机构地区:[1]National Health Commission Key Laboratory of Cardiovascular Regenerative Medicine,Central China Subcenter of National Center for Cardiovascular Diseases,Henan Cardiovascular Disease Center,Fuwai Central-China Cardiovascular Hospital,Central China Fuwai Hospital of Zhengzhou University,Zhengzhou,450046,China [2]Henan Key Laboratory of Chronic Disease Management,Central China Fuwai Hospital of Zhengzhou University,Zhengzhou,Henan,451464,China [3]Zhengzhou Key Laboratory of Cardiovascular Aging,Central China Fuwai Hospital of Zhengzhou University,Zhengzhou,Henan,451464,China [4]Department of Hematology,Henan Provincial People’s Hospital,Zhengzhou,Henan,450003,China [5]Department of Oncology,The First Affiliated Hospital of Zhengzhou University,Zhengzhou,China [6]Department of Anesthesiology,Affiliated Drum Tower Hospital of Medical School of Nanjing University,Nanjing,Jiangsu,210008,China [7]Department of Pathology,Central Hospital of Kaifeng City,Kaifeng,Henan,475000,China [8]Henan Key Laboratory of Molecular Pathology,Department of Molecular Pathology,The Affiliated Cancer Hospital of Zhengzhou University,Zhengzhou,Henan,450008,China
出 处:《Bioactive Materials》2024年第7期517-532,共16页生物活性材料(英文)

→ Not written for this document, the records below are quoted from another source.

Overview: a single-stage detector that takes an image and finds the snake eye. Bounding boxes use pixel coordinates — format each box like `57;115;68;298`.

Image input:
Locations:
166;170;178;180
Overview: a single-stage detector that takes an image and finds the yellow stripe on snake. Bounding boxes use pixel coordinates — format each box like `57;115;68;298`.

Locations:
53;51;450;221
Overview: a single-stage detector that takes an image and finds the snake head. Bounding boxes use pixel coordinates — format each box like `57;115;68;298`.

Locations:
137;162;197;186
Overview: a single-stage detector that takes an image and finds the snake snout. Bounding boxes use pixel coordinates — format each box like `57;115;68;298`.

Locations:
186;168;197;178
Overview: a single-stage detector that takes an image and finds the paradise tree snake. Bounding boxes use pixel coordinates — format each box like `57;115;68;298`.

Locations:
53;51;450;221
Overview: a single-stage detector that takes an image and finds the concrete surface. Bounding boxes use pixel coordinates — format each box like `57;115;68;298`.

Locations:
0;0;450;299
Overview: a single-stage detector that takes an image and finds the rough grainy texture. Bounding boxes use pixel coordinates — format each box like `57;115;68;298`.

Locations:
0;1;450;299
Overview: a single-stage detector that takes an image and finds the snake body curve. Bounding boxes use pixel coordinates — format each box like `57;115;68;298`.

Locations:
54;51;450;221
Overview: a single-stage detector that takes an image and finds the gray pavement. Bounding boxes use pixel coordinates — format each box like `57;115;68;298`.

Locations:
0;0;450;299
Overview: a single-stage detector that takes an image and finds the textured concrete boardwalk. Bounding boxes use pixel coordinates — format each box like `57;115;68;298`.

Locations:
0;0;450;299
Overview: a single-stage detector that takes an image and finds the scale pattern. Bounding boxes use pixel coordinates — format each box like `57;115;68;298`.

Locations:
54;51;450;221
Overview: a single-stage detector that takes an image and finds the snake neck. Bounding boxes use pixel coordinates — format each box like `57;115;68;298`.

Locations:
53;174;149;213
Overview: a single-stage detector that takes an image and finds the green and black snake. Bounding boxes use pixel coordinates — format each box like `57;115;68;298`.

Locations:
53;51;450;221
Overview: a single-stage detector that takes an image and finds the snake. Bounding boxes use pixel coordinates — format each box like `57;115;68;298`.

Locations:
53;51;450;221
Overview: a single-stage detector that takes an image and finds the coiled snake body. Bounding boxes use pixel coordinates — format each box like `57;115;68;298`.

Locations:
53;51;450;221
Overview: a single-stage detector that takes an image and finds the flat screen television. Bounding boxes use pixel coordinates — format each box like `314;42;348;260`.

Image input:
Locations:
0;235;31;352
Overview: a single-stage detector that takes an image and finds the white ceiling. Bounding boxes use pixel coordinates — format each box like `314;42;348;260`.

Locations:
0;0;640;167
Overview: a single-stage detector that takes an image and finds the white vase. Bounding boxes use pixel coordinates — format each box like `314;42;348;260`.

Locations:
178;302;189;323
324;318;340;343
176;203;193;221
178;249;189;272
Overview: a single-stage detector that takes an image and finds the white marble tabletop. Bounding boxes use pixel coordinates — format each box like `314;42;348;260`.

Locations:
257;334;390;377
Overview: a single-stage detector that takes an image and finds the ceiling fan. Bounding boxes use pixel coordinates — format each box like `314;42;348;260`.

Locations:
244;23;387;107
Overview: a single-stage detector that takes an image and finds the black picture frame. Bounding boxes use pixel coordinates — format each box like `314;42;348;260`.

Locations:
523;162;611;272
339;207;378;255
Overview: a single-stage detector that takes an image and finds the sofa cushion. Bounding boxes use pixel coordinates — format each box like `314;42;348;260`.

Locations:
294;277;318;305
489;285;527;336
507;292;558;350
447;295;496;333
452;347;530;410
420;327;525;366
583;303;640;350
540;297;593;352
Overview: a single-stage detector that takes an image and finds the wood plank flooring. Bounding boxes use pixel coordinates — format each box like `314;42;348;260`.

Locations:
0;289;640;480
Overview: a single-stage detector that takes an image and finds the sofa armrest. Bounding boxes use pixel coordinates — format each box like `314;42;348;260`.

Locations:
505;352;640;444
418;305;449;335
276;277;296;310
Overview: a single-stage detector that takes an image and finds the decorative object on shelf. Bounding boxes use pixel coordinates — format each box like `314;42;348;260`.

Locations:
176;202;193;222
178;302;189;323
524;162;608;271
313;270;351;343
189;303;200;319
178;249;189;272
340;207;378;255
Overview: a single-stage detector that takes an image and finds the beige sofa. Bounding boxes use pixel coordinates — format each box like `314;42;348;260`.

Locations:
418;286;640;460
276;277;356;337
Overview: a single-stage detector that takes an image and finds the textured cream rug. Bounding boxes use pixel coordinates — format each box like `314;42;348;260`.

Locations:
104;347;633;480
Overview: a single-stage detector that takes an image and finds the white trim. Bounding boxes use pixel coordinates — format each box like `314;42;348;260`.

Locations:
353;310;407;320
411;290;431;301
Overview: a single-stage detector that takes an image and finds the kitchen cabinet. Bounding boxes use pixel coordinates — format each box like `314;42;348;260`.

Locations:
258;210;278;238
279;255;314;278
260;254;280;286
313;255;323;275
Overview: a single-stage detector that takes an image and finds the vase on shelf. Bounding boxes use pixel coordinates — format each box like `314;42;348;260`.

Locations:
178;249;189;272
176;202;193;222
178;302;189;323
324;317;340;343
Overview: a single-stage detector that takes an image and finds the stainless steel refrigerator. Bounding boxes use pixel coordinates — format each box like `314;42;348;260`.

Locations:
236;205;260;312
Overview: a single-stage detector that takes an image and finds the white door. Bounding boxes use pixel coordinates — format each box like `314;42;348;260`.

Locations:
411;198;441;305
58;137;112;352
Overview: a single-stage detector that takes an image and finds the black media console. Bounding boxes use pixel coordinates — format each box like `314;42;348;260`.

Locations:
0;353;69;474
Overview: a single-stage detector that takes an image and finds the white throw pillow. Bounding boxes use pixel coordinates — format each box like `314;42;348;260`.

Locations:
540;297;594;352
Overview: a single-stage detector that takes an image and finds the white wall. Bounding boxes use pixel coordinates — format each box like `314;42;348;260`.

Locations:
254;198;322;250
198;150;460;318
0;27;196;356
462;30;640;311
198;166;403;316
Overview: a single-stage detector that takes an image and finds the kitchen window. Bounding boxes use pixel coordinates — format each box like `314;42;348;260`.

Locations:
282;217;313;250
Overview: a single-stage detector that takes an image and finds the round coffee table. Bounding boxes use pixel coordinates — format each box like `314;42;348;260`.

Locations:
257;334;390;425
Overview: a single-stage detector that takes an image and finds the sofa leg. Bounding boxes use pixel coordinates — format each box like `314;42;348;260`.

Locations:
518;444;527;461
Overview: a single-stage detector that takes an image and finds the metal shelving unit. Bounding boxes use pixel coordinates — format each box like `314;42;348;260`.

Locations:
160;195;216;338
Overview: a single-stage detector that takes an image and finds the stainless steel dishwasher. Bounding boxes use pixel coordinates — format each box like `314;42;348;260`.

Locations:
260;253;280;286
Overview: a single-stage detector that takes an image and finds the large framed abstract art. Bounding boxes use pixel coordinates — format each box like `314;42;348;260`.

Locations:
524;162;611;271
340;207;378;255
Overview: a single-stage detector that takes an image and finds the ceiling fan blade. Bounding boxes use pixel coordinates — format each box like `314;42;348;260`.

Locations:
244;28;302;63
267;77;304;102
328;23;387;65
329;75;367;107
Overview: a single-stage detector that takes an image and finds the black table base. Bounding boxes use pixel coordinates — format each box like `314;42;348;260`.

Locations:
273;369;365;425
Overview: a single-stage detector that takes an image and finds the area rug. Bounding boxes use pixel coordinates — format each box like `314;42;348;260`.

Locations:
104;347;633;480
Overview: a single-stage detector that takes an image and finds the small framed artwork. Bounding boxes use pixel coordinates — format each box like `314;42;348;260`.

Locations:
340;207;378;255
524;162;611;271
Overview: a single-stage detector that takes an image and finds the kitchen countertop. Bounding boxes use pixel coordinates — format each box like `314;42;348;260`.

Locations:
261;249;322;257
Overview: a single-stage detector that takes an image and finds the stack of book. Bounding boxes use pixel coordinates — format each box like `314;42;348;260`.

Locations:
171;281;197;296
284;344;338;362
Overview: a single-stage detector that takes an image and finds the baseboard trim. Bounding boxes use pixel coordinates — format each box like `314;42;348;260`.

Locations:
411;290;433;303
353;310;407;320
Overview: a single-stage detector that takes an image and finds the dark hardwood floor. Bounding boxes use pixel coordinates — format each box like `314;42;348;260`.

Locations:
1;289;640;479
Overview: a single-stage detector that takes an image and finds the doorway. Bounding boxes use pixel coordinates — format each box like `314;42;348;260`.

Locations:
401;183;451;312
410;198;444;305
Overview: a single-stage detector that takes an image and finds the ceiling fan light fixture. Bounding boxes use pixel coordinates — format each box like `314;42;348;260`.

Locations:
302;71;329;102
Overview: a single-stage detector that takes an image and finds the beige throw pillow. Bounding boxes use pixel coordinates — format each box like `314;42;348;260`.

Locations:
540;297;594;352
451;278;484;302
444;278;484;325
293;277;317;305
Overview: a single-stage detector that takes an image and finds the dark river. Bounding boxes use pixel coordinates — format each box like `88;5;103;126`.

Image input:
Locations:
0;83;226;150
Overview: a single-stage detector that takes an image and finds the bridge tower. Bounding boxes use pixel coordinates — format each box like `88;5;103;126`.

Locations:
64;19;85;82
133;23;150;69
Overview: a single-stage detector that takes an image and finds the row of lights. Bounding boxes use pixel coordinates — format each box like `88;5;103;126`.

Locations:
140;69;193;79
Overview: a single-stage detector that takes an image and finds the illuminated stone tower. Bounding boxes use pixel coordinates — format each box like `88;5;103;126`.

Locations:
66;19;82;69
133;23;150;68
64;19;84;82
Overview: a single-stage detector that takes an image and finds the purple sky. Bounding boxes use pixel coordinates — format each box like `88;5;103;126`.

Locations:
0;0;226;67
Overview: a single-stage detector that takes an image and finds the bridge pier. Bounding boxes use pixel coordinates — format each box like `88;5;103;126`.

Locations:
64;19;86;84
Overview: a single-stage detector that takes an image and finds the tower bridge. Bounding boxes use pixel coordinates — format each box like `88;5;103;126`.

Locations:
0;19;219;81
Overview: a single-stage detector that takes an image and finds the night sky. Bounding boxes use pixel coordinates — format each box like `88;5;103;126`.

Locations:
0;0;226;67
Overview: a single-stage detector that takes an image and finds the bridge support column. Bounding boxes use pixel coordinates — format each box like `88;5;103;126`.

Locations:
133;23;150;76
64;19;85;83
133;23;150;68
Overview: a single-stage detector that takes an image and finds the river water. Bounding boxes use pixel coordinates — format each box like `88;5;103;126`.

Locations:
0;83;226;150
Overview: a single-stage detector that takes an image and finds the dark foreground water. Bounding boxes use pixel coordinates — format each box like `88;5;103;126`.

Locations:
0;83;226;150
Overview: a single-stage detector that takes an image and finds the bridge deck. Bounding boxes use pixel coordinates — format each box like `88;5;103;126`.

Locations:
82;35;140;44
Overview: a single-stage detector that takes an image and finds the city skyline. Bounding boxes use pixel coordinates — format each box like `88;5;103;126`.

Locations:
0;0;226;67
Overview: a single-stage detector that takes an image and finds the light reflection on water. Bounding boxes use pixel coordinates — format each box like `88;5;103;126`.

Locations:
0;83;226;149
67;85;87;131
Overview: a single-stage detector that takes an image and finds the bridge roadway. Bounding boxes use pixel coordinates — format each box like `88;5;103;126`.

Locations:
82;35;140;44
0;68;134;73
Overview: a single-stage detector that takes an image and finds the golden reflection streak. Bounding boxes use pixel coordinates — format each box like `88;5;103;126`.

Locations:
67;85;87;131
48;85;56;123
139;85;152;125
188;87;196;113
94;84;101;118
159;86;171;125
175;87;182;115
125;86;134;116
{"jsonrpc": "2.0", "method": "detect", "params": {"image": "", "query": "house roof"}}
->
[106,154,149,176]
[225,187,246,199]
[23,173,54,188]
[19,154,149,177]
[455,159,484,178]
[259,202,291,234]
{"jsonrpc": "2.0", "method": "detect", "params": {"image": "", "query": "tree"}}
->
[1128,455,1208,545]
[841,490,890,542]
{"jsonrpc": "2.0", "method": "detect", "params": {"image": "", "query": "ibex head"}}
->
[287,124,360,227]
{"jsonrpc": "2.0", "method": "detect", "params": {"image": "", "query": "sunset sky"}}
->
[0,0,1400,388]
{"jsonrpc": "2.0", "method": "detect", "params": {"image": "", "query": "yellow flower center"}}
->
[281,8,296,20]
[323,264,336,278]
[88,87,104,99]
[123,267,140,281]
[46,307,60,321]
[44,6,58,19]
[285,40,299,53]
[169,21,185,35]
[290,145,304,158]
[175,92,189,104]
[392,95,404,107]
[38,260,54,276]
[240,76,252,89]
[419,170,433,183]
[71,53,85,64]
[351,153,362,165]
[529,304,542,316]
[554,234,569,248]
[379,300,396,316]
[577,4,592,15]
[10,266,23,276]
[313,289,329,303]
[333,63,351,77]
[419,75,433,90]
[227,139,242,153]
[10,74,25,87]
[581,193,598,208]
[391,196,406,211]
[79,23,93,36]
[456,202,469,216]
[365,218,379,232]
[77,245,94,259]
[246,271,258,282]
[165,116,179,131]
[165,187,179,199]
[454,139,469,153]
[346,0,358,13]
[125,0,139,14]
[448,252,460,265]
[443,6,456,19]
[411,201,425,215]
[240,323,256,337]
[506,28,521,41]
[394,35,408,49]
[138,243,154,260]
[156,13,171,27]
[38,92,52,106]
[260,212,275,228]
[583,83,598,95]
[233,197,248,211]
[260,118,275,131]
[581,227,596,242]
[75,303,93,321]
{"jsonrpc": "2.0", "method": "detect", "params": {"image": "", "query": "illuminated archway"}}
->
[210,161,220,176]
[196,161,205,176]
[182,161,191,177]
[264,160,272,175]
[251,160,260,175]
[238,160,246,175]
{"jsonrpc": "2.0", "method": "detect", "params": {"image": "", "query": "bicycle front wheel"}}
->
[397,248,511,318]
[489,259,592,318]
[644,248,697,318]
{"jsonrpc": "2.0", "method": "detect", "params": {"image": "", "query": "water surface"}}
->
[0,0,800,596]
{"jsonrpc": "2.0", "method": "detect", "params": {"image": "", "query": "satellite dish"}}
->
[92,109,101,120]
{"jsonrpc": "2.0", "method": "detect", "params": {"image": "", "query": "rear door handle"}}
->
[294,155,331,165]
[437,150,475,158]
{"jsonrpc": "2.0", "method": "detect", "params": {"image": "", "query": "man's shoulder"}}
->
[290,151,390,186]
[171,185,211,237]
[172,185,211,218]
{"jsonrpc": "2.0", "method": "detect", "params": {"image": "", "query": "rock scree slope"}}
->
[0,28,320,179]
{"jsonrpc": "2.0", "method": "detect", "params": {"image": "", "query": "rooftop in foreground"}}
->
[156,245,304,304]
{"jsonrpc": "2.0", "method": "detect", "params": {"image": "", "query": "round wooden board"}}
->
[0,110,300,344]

基 金:supported by National Natural Science Foundation of China (No.32100093,and 82100294);Natural Science Foundation of Henan Province (No.232300421175);Medical Science and Technology Project of Henan Province (SBGJ202302032);Henan Provincial Joint Fund of Science and Technology Research and Development Program (225200810075);The Young Elite Scientists Sponsorship Program by Henan Association for Science and Technology (Grant 2024HYTP048).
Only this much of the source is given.